From ba86e39431467c42a6cbfb11b2458b4085240f2f Mon Sep 17 00:00:00 2001
From: Vinay Sajip <vinay_sajip@yahoo.co.uk>
Date: Sat, 15 Feb 2020 21:44:03 +0000
Subject: [PATCH 1/3] bpo-12915: Improve Unicode support for package names and
 attributes.

---
 Lib/pkgutil.py           | 13 +++++++------
 Lib/test/test_pkgutil.py | 20 ++++++++++++++++++++
 2 files changed, 27 insertions(+), 6 deletions(-)
diff --git a/Lib/pkgutil.py b/Lib/pkgutil.py
index 4bc3083ac197eb..4c184678a29128 100644
--- a/Lib/pkgutil.py
+++ b/Lib/pkgutil.py
@@ -638,8 +638,8 @@ def get_data(package, resource):
     return loader.get_data(resource_name)
 
 
-_DOTTED_WORDS = r'[a-z_]\w*(\.[a-z_]\w*)*'
-_NAME_PATTERN = re.compile(f'^({_DOTTED_WORDS})(:({_DOTTED_WORDS})?)?$', re.I)
+_DOTTED_WORDS = r'(?!\d)(\w+)(\.(?!\d)(\w+))*'
+_NAME_PATTERN = re.compile(f'^(?P<pkg>{_DOTTED_WORDS})(?P<cln>:(?P<obj>{_DOTTED_WORDS})?)?$', re.U)
 del _DOTTED_WORDS
 
 def resolve_name(name):
@@ -677,11 +677,12 @@ def resolve_name(name):
     m = _NAME_PATTERN.match(name)
     if not m:
         raise ValueError(f'invalid format: {name!r}')
-    groups = m.groups()
-    if groups[2]:
+    gd = m.groupdict()
+    if gd.get('cln'):
         # there is a colon - a one-step import is all that's needed
-        mod = importlib.import_module(groups[0])
-        parts = groups[3].split('.') if groups[3] else []
+        mod = importlib.import_module(gd['pkg'])
+        parts = gd.get('obj')
+        parts = parts.split('.') if parts else []
     else:
         # no colon - have to iterate to find the package boundary
         parts = name.split('.')
diff --git a/Lib/test/test_pkgutil.py b/Lib/test/test_pkgutil.py
index 906150b10495bf..178cc25f56c0a7 100644
--- a/Lib/test/test_pkgutil.py
+++ b/Lib/test/test_pkgutil.py
@@ -231,6 +231,26 @@ def test_name_resolution(self):
             ('ZeroDivisionError', ImportError),
         )
 
+        # add some Unicode package names to the mix.
+
+        unicode_words = ('\u0935\u092e\u0938',
+                         '\u73b0\u4ee3\u6c49\u8bed\u5e38\u7528\u5b57\u8868')
+
+        for uw in unicode_words:
+            d = os.path.join(self.dirname, uw)
+            os.makedirs(d, exist_ok=True)
+            # make an empty __init__.py file
+            f = os.path.join(d, '__init__.py')
+            with open(f, 'w') as f:
+                f.write('')
+                f.flush()
+            # now import the package we just created; clearing the caches is
+            # needed, otherwise the newly created package isn't found
+            importlib.invalidate_caches()
+            mod = importlib.import_module(uw)
+            success_cases += (uw, mod),
+            failure_cases += (uw[:-1], ImportError),
+
         for s, expected in success_cases:
             with self.subTest(s=s):
                 o = pkgutil.resolve_name(s)

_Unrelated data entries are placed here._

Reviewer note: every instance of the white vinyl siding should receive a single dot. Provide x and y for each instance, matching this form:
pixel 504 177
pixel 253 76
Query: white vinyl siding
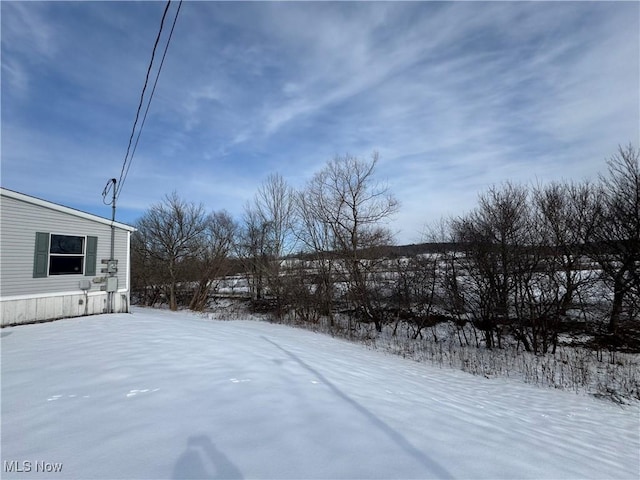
pixel 21 220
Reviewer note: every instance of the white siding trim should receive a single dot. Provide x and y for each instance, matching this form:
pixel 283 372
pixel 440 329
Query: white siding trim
pixel 57 294
pixel 60 208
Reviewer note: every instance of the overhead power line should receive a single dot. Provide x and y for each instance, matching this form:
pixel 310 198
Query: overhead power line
pixel 126 164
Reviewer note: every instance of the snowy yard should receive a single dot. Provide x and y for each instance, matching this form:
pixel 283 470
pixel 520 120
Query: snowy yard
pixel 158 394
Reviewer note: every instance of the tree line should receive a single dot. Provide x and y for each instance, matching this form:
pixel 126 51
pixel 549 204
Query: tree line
pixel 527 263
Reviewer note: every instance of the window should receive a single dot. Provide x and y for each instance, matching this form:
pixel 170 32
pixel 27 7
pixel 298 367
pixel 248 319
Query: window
pixel 64 255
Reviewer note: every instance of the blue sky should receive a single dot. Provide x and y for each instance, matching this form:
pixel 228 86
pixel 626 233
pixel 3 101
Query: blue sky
pixel 454 97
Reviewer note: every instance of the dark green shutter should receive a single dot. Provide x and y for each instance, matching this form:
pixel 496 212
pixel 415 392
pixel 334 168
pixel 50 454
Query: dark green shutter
pixel 41 256
pixel 91 258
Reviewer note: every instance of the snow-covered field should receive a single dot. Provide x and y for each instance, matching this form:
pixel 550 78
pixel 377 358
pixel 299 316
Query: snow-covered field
pixel 158 394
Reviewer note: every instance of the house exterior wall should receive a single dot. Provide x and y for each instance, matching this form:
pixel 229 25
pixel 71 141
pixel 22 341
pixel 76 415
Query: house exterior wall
pixel 24 298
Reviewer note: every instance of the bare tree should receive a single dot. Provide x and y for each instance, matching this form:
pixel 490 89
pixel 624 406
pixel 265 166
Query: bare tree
pixel 347 198
pixel 212 262
pixel 319 261
pixel 171 232
pixel 616 246
pixel 494 236
pixel 254 250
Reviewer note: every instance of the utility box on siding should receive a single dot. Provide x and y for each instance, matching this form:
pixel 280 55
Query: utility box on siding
pixel 50 265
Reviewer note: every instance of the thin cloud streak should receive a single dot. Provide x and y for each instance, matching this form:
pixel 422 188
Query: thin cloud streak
pixel 454 96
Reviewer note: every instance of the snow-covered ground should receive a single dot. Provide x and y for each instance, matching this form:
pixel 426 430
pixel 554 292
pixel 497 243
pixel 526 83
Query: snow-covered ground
pixel 157 394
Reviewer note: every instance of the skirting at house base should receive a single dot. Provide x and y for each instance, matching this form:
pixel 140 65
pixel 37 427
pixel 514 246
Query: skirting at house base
pixel 22 310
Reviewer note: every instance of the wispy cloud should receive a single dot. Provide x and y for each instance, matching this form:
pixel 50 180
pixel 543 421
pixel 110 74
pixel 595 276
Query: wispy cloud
pixel 454 96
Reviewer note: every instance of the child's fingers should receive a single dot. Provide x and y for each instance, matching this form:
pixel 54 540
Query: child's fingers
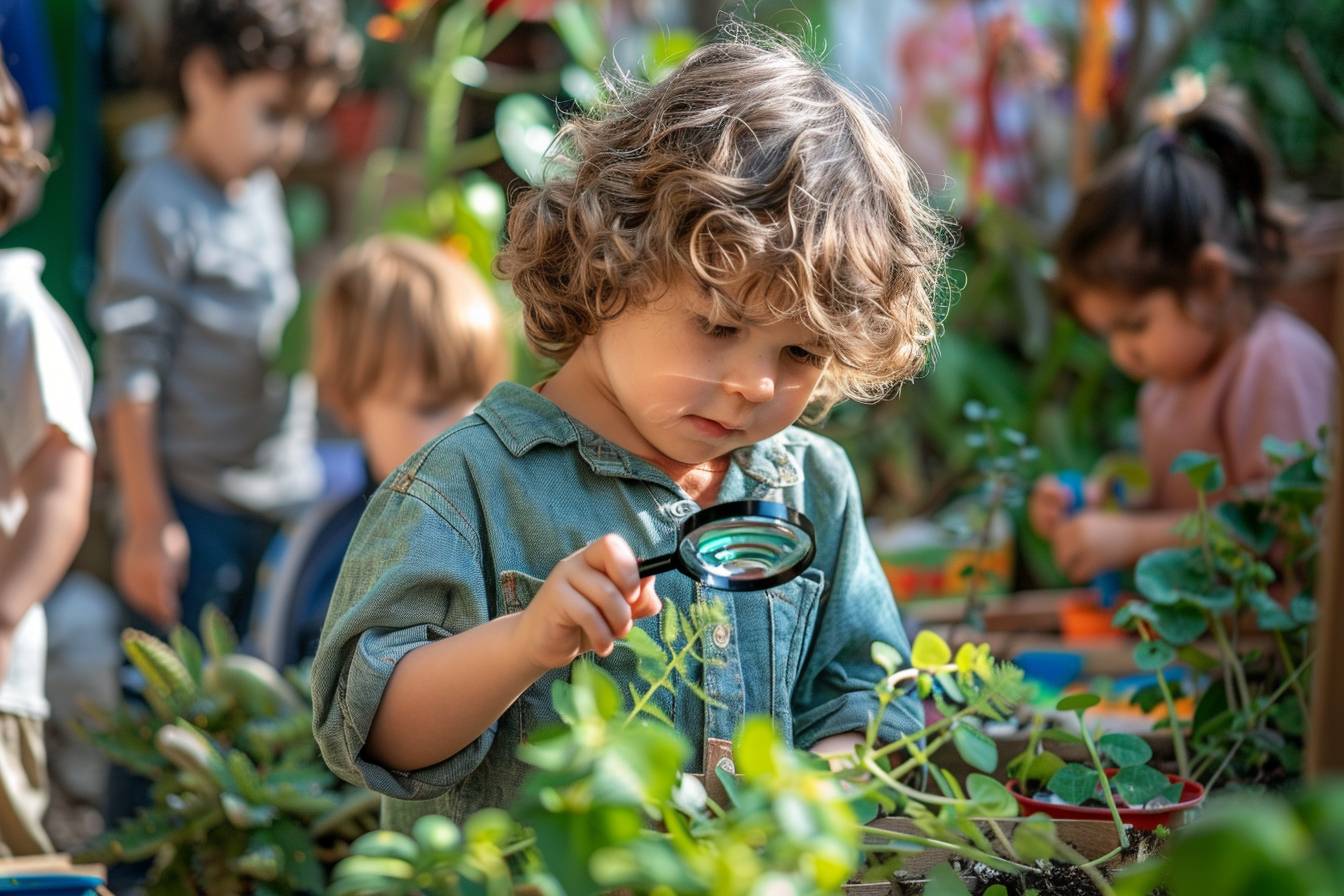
pixel 613 555
pixel 590 622
pixel 598 590
pixel 648 603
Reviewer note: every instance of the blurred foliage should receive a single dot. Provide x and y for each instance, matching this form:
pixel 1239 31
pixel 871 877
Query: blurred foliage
pixel 1250 38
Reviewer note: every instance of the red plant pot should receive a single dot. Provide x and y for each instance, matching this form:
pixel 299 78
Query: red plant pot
pixel 1191 795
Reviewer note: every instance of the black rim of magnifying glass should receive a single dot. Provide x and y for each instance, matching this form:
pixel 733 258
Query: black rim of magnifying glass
pixel 731 511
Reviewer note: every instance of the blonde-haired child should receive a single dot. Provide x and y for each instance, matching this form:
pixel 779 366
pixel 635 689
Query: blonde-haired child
pixel 406 340
pixel 719 253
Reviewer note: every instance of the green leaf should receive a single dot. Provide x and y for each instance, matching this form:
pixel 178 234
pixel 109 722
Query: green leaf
pixel 1203 470
pixel 1034 771
pixel 944 881
pixel 1173 575
pixel 1153 654
pixel 929 652
pixel 977 748
pixel 1077 703
pixel 1303 609
pixel 1179 623
pixel 526 130
pixel 886 657
pixel 1247 524
pixel 581 31
pixel 1269 614
pixel 1125 750
pixel 1136 785
pixel 1074 783
pixel 991 798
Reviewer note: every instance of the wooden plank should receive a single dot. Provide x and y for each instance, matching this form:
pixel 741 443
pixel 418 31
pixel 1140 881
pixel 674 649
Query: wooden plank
pixel 1325 735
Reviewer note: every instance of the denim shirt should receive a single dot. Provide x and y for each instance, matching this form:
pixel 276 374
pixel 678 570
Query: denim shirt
pixel 471 525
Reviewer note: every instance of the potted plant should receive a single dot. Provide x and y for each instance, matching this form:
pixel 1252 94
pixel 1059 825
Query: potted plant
pixel 242 803
pixel 1118 785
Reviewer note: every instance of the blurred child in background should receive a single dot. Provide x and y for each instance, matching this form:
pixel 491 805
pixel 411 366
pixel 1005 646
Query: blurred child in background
pixel 406 340
pixel 46 469
pixel 1169 257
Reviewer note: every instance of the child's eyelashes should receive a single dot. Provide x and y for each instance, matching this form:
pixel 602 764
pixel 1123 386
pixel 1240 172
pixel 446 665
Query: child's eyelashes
pixel 805 356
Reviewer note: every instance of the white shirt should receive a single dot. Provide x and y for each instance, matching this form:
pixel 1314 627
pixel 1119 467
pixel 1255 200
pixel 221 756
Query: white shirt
pixel 46 379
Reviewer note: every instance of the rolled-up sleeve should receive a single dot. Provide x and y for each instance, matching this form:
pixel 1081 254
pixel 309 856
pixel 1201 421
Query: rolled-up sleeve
pixel 835 691
pixel 136 302
pixel 410 578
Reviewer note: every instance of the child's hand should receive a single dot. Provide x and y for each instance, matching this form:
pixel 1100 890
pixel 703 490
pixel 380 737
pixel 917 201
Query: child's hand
pixel 1093 542
pixel 1047 505
pixel 589 601
pixel 151 568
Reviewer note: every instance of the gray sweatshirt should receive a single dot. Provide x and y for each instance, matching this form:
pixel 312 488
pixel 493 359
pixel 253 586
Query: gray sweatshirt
pixel 192 294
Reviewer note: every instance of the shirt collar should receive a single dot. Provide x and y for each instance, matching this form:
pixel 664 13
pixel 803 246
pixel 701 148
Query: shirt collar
pixel 523 419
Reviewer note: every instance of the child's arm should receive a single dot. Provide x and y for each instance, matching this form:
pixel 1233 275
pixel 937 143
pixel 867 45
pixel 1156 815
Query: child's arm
pixel 1096 540
pixel 55 482
pixel 588 602
pixel 145 254
pixel 151 563
pixel 414 668
pixel 835 689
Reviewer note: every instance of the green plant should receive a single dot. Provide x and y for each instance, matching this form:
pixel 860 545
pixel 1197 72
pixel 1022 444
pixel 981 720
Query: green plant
pixel 242 803
pixel 1135 782
pixel 606 805
pixel 1249 720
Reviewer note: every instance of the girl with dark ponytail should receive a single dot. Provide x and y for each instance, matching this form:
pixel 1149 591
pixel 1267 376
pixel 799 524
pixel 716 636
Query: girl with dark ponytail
pixel 1169 257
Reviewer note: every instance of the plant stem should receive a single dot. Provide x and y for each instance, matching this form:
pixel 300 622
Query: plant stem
pixel 1105 781
pixel 1230 657
pixel 1178 735
pixel 1292 673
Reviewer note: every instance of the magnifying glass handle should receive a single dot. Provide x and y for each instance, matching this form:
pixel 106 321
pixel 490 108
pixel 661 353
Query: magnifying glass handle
pixel 656 564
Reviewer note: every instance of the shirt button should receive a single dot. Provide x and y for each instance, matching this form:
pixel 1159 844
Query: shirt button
pixel 682 508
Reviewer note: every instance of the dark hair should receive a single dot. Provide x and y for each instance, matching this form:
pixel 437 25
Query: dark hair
pixel 1140 220
pixel 307 36
pixel 19 161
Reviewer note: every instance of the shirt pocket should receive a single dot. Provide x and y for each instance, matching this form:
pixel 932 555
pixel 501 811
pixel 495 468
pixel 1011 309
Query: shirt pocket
pixel 534 708
pixel 792 610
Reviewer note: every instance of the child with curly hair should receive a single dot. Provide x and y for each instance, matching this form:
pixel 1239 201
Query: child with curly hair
pixel 715 255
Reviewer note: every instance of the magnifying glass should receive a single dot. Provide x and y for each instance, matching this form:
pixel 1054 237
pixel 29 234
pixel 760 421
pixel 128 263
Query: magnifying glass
pixel 739 546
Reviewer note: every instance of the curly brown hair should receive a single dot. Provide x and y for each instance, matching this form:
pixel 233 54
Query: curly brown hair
pixel 305 36
pixel 19 160
pixel 753 172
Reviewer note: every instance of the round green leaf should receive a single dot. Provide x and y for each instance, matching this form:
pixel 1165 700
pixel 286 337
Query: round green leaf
pixel 526 129
pixel 929 652
pixel 1203 470
pixel 977 748
pixel 991 798
pixel 1125 750
pixel 1153 654
pixel 1179 623
pixel 1077 703
pixel 1136 785
pixel 1074 783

From 698895a50a776b5c725ed2500168a64aeaa718a5 Mon Sep 17 00:00:00 2001
From: Vinay Sajip <vinay_sajip@yahoo.co.uk>
Date: Sun, 16 Feb 2020 09:22:06 +0000
Subject: [PATCH 2/3] Add some more failure subtest cases, including one with a
 non-ASCII digit character.

---
 Lib/test/test_pkgutil.py | 5 +++++
 1 file changed, 5 insertions(+)

diff --git a/Lib/test/test_pkgutil.py b/Lib/test/test_pkgutil.py
index 178cc25f56c0a7..3d130fee730a5c 100644
--- a/Lib/test/test_pkgutil.py
+++ b/Lib/test/test_pkgutil.py
@@ -229,6 +229,8 @@ def test_name_resolution(self):
             ('logging.handlers:SysLogHandler.NO_SUCH_VALUE', AttributeError),
             ('logging.handlers.SysLogHandler.NO_SUCH_VALUE', AttributeError),
             ('ZeroDivisionError', ImportError),
+            ('os.path.9abc', ValueError),
+            ('9abc', ValueError),
         )
 
         # add some Unicode package names to the mix.
@@ -251,6 +253,9 @@ def test_name_resolution(self):
             success_cases += (uw, mod),
             failure_cases += (uw[:-1], ImportError),
 
+        # add an example with a Unicode digit at the start
+        failure_cases += ('\u0966\u0935\u092e\u0938', ValueError),
+
         for s, expected in success_cases:
             with self.subTest(s=s):
                 o = pkgutil.resolve_name(s)

From 245158b3efd252e95dc5c0573c467b49279ff0ec Mon Sep 17 00:00:00 2001
From: Vinay Sajip <vinay_sajip@yahoo.co.uk>
Date: Mon, 17 Feb 2020 23:59:05 +0000
Subject: [PATCH 3/3] Added subtests with European, Korean and Japanese words.

---
 Lib/test/test_pkgutil.py | 9 ++++++++-
 1 file changed, 8 insertions(+), 1 deletion(-)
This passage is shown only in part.